Reputation: 149813
From the Smart matching in detail section in perlsyn:
The smart match operator short-circuits whenever possible.
Does ~~
have anything in common with short circuit operators (&&
, ||
, etc.) ?
Upvotes: 3
Views: 376
Reputation: 2434
Yes, in the sense that when one of the arguments is an Array or a Hash, ~~
will only check elements until it can be sure of the result.

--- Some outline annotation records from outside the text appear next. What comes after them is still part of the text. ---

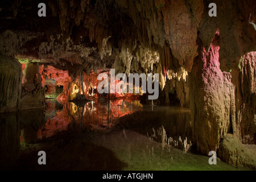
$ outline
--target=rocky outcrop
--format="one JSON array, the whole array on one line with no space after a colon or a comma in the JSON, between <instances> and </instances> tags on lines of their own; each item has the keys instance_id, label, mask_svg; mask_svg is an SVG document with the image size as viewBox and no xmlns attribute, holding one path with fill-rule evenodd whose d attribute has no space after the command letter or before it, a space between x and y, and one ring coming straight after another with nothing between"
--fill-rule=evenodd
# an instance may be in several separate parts
<instances>
[{"instance_id":1,"label":"rocky outcrop","mask_svg":"<svg viewBox=\"0 0 256 182\"><path fill-rule=\"evenodd\" d=\"M255 52L241 58L240 70L221 71L218 61L219 34L216 32L208 52L201 47L201 53L189 73L193 141L203 153L218 151L227 162L250 166L250 162L248 163L247 160L253 155L246 159L247 155L241 154L242 150L240 146L242 142L254 143ZM201 43L200 40L198 43ZM233 136L231 143L229 139L225 140L229 134ZM230 156L235 159L230 159ZM242 159L238 159L240 158Z\"/></svg>"},{"instance_id":2,"label":"rocky outcrop","mask_svg":"<svg viewBox=\"0 0 256 182\"><path fill-rule=\"evenodd\" d=\"M0 55L0 113L19 107L22 69L18 60Z\"/></svg>"},{"instance_id":3,"label":"rocky outcrop","mask_svg":"<svg viewBox=\"0 0 256 182\"><path fill-rule=\"evenodd\" d=\"M232 75L236 88L232 127L238 126L243 143L256 144L256 52L242 56Z\"/></svg>"},{"instance_id":4,"label":"rocky outcrop","mask_svg":"<svg viewBox=\"0 0 256 182\"><path fill-rule=\"evenodd\" d=\"M45 89L42 85L38 63L27 64L23 70L20 110L44 109Z\"/></svg>"},{"instance_id":5,"label":"rocky outcrop","mask_svg":"<svg viewBox=\"0 0 256 182\"><path fill-rule=\"evenodd\" d=\"M236 135L227 134L221 141L218 155L222 160L234 166L256 169L255 154L240 142Z\"/></svg>"}]
</instances>

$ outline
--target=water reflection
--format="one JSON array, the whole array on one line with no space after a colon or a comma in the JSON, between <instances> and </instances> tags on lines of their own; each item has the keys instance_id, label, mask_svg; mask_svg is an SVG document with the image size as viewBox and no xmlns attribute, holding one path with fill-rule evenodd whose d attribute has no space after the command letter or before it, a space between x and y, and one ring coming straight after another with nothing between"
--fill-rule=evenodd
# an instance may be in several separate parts
<instances>
[{"instance_id":1,"label":"water reflection","mask_svg":"<svg viewBox=\"0 0 256 182\"><path fill-rule=\"evenodd\" d=\"M163 150L147 136L163 126L168 137L189 138L187 109L154 106L152 111L136 100L48 100L46 106L0 114L1 169L237 169L220 162L209 165L208 156L174 147ZM47 154L44 166L37 163L40 150Z\"/></svg>"},{"instance_id":2,"label":"water reflection","mask_svg":"<svg viewBox=\"0 0 256 182\"><path fill-rule=\"evenodd\" d=\"M137 100L96 100L86 103L66 102L61 106L57 101L46 102L45 125L37 133L38 139L48 138L69 127L85 130L89 127L104 129L112 127L116 118L142 110Z\"/></svg>"}]
</instances>

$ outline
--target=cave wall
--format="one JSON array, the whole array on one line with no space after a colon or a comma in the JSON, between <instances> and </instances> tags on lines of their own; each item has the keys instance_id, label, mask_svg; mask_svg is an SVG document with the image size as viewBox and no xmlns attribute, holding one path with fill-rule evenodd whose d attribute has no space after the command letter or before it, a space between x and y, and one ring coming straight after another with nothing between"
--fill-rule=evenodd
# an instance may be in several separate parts
<instances>
[{"instance_id":1,"label":"cave wall","mask_svg":"<svg viewBox=\"0 0 256 182\"><path fill-rule=\"evenodd\" d=\"M218 31L208 51L202 45L199 48L201 53L189 73L193 141L204 154L217 151L220 157L232 164L247 165L242 143L254 144L256 131L255 52L242 57L238 69L222 72L220 38Z\"/></svg>"},{"instance_id":2,"label":"cave wall","mask_svg":"<svg viewBox=\"0 0 256 182\"><path fill-rule=\"evenodd\" d=\"M18 60L0 55L0 113L15 111L19 107L22 72Z\"/></svg>"},{"instance_id":3,"label":"cave wall","mask_svg":"<svg viewBox=\"0 0 256 182\"><path fill-rule=\"evenodd\" d=\"M256 51L255 1L46 1L46 18L35 16L36 9L23 9L36 7L36 1L4 2L2 55L54 64L70 75L79 67L88 75L102 68L159 73L166 96L175 87L181 105L189 98L199 150L217 150L227 134L240 143L254 142L255 56L247 53ZM212 2L217 17L208 15ZM172 75L180 67L189 72L188 82L169 82L171 70ZM16 84L18 72L8 73ZM18 88L15 96L20 93ZM1 102L1 110L19 105L19 97L6 97L1 93L1 101L8 103Z\"/></svg>"}]
</instances>

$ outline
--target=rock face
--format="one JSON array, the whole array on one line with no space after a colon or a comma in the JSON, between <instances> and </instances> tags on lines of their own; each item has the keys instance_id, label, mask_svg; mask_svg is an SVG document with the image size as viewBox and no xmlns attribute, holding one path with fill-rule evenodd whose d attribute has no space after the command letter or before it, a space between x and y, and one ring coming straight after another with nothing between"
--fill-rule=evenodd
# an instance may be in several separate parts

For instance, in sub x { ... }; my %h; ...; %h ~~ \&x
, the smart match returns true only if x
returns true for all the keys of %h
; if one call returns false, the match can return false at once without checking the rest of the keys. This is similar to the &&
operator.
On the other hand, in /foo/ ~~ %h
, the smart match can return true if it finds just one key that matches the regular expression; this is similar to ||
.
Upvotes: 4
Reputation: 15274
The meaning of short-circuiting here is that evaluation will stop as soon as the boolean outcome is established.
perl -E "@x=qw/a b c d/; for (qw/b w/) { say qq($_ - ), $_ ~~ @x ? q(ja) : q(nein) }"
For the input b
, Perl won't look at the elements following b
in @x
. The grep
built-in, on the other hand, to which the document you quote makes reference, will process the entire list even though all that's needed might be a boolean.